Glia cells always told me that I was designed to live for 127 years. When I turned 65, I had half my life to live and felt like just getting started on my adulthood. However, my life took a completely different turn as the human we lived in, started showing signs of early dementia. One day, I was woken up by the microglia cells in the brain. They told me that there was an immune response initiated around my neighborhood. They had found unwanted deposit of sticky substances, called the beta amyloid plaques, building up in the intracellular spaces and tampering on the kinase enzymes inside innocent memory neurons. Those plaques had distorted the tau tangles in the neurons. This caused those neurons to be severely injured. The microglia cells and the other helper proteins warned me to remain alert. As days went by, the condition started getting serious. Every morning there would be neurons all around the cortex that needed external help to stay alive. My microtubule system too did not feel like they used to. I noticed that the once perfectly functioning tau proteins inside me had started getting into tangles. As my neighboring neurons were not in a position to send out chemical messages, I lost contact with most of my friends. Having to see the best of my friends degenerate was extremely painful. The once fun-filled area of the cerebral cortex, with lightning bolts of neurotransmitters zooming around, lost its luster. Everything around me seemed gloomy.



It did not take too long for me to realize that my condition had been rapidly degenerating. The immune response cells were not much of help now. The buildup of beta amyloid plaques had gone up so high that it was not possible to completely clean them out. The distorted tau tangles inside me affected the functioning of my organelles and my discomfort started increasing. The uneasiness only got worse with time. All the suffering sometimes made me consider apoptosis as an option. However, I tried not to lose hope. As a young neuron, I never gave up learning new things even if they initially seemed daunting. Therefore even if I was diseased, I hoped for some form of external medical aid to make things better. I wanted to see a treatment to this condition and wanted other neurons to have a life I was fortunate enough to have till I got this disease. However, despite all the effort I put in, the distorted tau tangles inside my body eventually clogged up my entire transport system. After that, I could no longer carry out the simplest of my daily chores. Eventually, I succumbed to the disease as everything around me faded into darkness.

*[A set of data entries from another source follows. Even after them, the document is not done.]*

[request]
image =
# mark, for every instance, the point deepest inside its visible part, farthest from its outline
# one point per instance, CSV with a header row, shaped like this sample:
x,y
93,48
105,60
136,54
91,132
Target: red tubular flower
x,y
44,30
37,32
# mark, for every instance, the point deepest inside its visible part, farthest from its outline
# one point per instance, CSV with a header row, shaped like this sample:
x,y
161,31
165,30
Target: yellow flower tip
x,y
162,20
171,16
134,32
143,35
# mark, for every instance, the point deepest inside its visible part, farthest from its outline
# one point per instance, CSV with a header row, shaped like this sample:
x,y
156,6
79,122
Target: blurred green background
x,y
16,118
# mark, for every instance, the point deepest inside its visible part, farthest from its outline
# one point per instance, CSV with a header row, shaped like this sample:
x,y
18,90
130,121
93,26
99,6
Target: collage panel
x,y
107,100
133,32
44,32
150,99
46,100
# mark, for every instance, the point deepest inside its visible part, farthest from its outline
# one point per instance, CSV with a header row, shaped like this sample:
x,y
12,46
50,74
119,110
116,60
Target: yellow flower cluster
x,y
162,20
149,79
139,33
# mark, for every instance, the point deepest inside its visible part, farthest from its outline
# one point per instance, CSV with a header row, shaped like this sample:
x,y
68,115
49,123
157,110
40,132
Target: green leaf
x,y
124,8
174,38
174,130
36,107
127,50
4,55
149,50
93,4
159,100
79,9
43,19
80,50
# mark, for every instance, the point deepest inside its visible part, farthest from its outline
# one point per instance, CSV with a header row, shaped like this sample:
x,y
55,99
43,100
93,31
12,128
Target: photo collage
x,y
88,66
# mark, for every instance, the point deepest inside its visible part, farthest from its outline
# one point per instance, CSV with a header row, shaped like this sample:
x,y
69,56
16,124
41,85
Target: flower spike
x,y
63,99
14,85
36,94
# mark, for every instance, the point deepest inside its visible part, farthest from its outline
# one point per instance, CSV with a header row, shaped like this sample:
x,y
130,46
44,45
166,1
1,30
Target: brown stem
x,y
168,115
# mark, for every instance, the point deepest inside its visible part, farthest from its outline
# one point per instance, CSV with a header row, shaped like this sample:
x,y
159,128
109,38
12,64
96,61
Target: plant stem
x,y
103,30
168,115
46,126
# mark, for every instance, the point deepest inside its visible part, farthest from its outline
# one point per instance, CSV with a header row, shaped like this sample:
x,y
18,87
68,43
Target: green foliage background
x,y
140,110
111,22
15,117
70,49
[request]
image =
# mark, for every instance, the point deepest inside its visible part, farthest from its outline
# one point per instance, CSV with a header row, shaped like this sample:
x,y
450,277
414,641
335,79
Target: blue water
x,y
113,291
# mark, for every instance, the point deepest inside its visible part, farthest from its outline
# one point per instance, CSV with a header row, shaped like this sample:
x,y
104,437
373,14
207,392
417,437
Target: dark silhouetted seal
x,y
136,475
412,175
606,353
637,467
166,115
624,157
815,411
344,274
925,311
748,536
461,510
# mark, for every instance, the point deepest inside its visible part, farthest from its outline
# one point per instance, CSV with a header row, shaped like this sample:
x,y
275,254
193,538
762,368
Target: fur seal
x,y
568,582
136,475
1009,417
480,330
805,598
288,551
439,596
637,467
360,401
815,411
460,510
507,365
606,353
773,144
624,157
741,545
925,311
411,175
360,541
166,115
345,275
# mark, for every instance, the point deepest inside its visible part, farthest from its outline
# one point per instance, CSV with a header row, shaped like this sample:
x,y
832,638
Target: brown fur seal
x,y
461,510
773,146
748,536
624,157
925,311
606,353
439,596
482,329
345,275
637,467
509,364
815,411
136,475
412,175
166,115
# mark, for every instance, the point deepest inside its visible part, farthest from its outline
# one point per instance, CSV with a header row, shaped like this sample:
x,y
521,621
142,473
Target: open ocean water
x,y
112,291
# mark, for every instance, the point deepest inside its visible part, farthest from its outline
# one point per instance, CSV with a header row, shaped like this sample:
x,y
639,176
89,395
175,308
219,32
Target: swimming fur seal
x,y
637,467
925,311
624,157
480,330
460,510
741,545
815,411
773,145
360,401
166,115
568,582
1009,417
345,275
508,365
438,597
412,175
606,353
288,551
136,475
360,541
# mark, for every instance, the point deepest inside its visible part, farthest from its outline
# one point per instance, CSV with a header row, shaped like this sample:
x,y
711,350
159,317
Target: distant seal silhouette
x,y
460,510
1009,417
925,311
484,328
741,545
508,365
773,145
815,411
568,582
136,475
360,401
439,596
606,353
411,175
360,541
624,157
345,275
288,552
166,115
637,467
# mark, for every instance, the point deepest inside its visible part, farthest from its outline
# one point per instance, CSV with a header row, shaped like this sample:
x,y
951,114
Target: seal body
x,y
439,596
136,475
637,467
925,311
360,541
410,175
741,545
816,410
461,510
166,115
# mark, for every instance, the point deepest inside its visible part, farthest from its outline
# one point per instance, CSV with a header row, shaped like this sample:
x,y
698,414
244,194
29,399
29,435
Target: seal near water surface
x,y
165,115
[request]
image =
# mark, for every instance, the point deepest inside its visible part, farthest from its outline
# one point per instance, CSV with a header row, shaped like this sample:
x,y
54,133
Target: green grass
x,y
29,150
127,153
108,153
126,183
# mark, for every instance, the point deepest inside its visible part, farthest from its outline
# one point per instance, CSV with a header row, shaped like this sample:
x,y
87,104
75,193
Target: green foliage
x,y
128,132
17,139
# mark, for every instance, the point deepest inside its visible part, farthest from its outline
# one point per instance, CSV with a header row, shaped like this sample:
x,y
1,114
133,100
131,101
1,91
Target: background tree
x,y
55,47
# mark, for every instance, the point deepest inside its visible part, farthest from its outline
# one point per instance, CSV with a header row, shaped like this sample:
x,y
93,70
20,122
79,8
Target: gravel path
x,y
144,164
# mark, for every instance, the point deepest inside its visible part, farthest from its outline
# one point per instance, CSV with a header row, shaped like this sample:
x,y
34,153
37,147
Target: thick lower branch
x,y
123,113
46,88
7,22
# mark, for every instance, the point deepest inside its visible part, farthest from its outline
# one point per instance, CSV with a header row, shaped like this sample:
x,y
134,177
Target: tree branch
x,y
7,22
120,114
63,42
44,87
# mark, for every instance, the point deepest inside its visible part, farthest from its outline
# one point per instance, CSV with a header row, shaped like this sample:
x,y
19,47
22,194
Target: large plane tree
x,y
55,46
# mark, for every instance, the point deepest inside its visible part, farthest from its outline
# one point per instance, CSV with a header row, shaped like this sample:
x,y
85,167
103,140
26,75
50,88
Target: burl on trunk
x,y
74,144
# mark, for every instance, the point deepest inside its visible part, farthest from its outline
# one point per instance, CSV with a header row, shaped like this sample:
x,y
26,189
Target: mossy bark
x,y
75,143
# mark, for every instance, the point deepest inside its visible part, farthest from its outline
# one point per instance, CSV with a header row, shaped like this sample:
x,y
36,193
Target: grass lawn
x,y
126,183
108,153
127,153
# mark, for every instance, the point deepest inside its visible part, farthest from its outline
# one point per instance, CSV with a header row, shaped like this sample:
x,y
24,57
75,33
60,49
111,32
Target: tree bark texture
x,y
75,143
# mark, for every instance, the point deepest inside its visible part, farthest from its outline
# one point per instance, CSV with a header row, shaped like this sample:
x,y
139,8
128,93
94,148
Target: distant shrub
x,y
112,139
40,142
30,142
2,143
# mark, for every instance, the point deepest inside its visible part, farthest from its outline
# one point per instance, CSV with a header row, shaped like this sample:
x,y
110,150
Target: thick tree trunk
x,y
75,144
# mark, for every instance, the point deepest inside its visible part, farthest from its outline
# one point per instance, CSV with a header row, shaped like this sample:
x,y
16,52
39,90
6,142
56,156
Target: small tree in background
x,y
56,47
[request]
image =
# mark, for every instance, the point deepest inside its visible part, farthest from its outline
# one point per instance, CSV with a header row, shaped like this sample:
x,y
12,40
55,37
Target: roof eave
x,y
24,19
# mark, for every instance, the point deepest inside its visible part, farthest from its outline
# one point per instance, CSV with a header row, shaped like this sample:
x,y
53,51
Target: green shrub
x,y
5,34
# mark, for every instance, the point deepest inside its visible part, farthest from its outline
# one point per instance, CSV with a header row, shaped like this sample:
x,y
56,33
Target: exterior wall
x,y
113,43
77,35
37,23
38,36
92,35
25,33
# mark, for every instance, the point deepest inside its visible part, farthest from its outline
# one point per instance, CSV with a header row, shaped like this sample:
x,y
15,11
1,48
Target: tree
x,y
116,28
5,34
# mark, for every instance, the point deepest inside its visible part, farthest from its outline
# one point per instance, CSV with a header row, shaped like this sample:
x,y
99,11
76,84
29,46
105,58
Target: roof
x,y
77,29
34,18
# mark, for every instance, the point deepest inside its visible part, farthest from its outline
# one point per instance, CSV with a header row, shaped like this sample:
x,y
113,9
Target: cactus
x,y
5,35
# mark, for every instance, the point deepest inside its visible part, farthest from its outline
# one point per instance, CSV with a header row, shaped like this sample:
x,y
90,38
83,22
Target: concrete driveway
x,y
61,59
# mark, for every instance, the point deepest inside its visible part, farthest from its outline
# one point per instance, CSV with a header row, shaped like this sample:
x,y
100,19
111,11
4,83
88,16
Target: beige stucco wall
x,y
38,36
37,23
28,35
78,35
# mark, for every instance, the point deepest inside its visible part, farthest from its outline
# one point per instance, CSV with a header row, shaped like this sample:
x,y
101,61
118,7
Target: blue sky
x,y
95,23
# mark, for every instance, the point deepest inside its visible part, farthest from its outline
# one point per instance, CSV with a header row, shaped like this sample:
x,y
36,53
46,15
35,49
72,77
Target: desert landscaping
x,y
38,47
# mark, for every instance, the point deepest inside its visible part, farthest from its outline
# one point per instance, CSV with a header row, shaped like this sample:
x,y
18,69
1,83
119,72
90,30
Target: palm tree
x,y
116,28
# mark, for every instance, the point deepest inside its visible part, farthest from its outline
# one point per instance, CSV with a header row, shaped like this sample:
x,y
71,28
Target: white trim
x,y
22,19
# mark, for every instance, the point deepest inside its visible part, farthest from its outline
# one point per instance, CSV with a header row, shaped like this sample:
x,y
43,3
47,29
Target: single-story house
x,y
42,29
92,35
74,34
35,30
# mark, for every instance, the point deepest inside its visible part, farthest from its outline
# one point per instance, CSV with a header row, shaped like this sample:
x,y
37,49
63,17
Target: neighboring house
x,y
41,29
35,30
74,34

I do not understand what caused beta plaque deposits to build up in the brain. Unlike other body cells, neurons are very disciplined about what they ingest. Therefore, neurons could not have caused this condition. This disease erased trillions of devoted, diligent neurons for no justifiable reason. With years of continuous impeccable work, we neurons have helped make an intelligent human being. It is high time that humans took a major leap forward and put a winning end to this disease. My life was a lost battle but I hope there is a winning end to the war on Alzheimer’s disease.